I talk honestly and openly about my experiences with mental illness, fibromyalgia, and chronic fatigue syndrome through the lens of feminism, fat acceptance and process theology. I also do recipe and book reviews. My mission is to spread the message that hope is always real for a better life, despite living in a world that is often very harsh.

Tuesday, May 24, 2016

Emotion Myths

Our feelings are not there to be cast out or conquered. They’re there to be engaged and expressed with imagination and intelligence.” 
― T.K. ColemanFreedom Without Permission: How to Live Free in a World That Isn't
Last week in DBT we were asked to go through a worksheet full of emotion myths and to write down ways of challenging them.  The worksheet also had some answers in case one got stuck.  I did not do all of the myths but just the ones that really resonated with me.  I thought I would share my own challenges and the included challenges that really moved me.   

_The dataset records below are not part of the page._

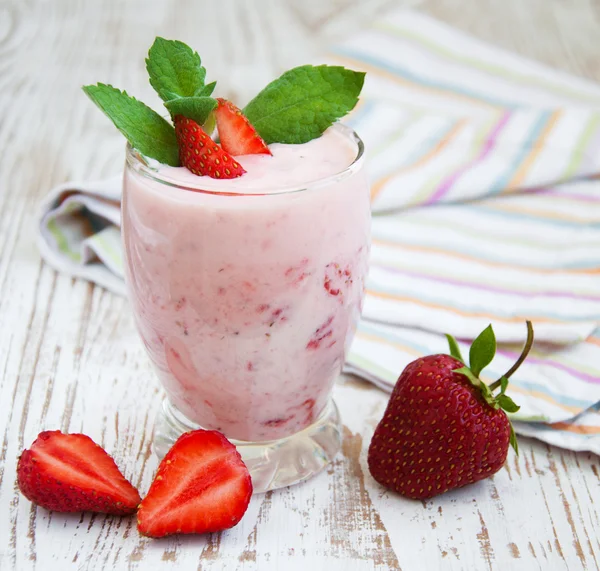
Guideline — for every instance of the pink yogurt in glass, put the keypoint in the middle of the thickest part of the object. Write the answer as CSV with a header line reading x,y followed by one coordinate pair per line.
x,y
246,292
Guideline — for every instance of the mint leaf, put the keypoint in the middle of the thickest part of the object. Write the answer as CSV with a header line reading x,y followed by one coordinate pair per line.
x,y
175,69
513,440
196,108
145,129
507,404
207,89
454,348
482,350
303,102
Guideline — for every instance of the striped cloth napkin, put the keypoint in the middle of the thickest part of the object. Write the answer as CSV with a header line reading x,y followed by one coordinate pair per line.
x,y
486,200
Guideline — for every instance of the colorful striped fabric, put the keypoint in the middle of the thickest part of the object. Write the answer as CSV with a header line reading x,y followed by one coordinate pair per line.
x,y
486,205
486,200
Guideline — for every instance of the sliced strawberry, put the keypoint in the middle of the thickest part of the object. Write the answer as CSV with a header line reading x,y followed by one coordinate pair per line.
x,y
202,485
71,473
237,135
200,154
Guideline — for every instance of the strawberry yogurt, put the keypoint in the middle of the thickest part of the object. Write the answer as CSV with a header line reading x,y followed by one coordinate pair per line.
x,y
246,292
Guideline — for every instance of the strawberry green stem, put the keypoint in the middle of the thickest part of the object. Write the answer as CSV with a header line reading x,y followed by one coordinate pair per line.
x,y
522,357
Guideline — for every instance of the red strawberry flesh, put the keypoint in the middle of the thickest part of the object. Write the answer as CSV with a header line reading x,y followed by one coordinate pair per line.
x,y
237,135
71,473
200,154
437,433
201,486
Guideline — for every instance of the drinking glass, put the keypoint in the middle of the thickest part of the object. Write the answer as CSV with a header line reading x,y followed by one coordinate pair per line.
x,y
247,301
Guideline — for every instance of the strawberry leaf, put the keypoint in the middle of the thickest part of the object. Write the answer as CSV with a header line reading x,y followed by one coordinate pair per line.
x,y
145,129
303,102
196,108
507,404
454,348
469,374
174,69
482,350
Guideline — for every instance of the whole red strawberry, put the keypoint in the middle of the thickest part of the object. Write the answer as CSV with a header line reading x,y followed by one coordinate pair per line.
x,y
443,427
71,473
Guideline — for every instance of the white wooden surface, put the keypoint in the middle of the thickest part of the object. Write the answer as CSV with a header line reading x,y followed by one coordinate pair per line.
x,y
70,358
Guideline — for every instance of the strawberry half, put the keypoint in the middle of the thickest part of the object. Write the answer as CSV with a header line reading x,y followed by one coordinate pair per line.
x,y
202,485
71,473
236,133
200,154
443,427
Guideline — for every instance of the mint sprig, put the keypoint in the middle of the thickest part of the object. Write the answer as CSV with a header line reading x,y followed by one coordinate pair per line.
x,y
145,129
481,353
293,109
175,69
304,102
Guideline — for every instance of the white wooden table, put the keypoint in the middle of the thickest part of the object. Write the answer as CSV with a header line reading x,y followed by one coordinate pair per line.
x,y
70,358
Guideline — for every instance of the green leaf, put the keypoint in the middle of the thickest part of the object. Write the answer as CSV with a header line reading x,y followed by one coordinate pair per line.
x,y
196,108
507,404
513,440
304,102
175,69
145,129
469,374
482,350
207,90
454,348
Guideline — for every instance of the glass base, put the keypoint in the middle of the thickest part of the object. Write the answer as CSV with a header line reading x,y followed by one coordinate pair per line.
x,y
274,463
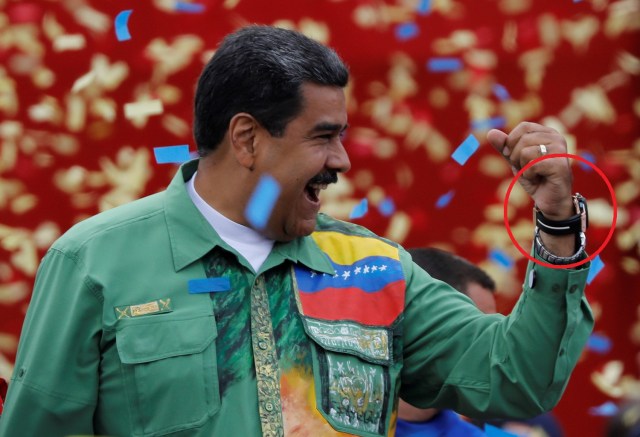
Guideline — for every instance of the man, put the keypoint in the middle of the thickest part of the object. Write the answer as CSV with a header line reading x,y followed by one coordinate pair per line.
x,y
473,282
174,314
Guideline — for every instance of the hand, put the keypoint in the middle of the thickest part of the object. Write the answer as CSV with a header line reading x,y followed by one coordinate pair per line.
x,y
548,182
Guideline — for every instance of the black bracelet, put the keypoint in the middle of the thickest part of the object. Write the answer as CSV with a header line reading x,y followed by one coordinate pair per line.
x,y
573,225
543,253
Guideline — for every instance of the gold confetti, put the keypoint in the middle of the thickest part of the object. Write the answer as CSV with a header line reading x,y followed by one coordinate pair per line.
x,y
399,227
549,30
534,62
624,16
69,42
23,203
76,113
514,7
143,109
83,81
458,41
176,125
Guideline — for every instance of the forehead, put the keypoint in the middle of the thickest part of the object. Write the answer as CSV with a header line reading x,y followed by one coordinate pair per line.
x,y
322,104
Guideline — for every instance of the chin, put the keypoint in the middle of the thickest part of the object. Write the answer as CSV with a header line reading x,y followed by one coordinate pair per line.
x,y
301,229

Myth: Letting others know that I am feeling bad is a weakness. 
Challenge: My job is not to please others.
Myth: Being emotional means being out of control. 
Challenge: Being emotional means that I am human.
  Myth: All painful emotions are a result of a bad attitude. 
  Challenge: All painful emotions provide useful information.
Myth: Drama is cool. 
Challenge: I used to think drama is cool, now I know that it is exhausting.
 Myth: It is inauthentic to try to change my emotions. 
 Challenge: I do not need to suffer. 
 Provided Challenge: Change is itself authentic; it is part of life.
 Myth: Emotional truth is what counts, not factual truth. 
Challenge: Emotional truth and factual truth both count.
 Myth: People should do whatever they feel like doing. 
Challenge: Balance is key. 
Provided Challenge: Doing what I feel like doing can be ineffective.
Myth: Acting on your emotions is the mark of a truly free individual. 
Challenge: Being able to regulate my own emotions is the mark of a truly free individual.  I will no longer be a slave to intense  emotions. 
Provided Challenge: The truly free person can regulate emotions. 
My Response To The Provided Challenge: The truly free person honors boundaries.
Myth: My emotions are who I am. 
Challenge: My emotions are a part of who I am but not my totality.
 Myth: My emotions are why people love me.
Challenge: People love me because I am a cool person!  
 Myth: Emotions can just happen for no reason.
Challenge: Every emotion is produced by an interpretation to an event.  Recognizing this will mean that I will have simultaneously more freedom and more control - I will be able to more thoroughly have the life I want.
 Myth: Emotions should always be trusted. 
Challenge: Emotions should always be honored and honoring their information is not the same as trusting them as truth.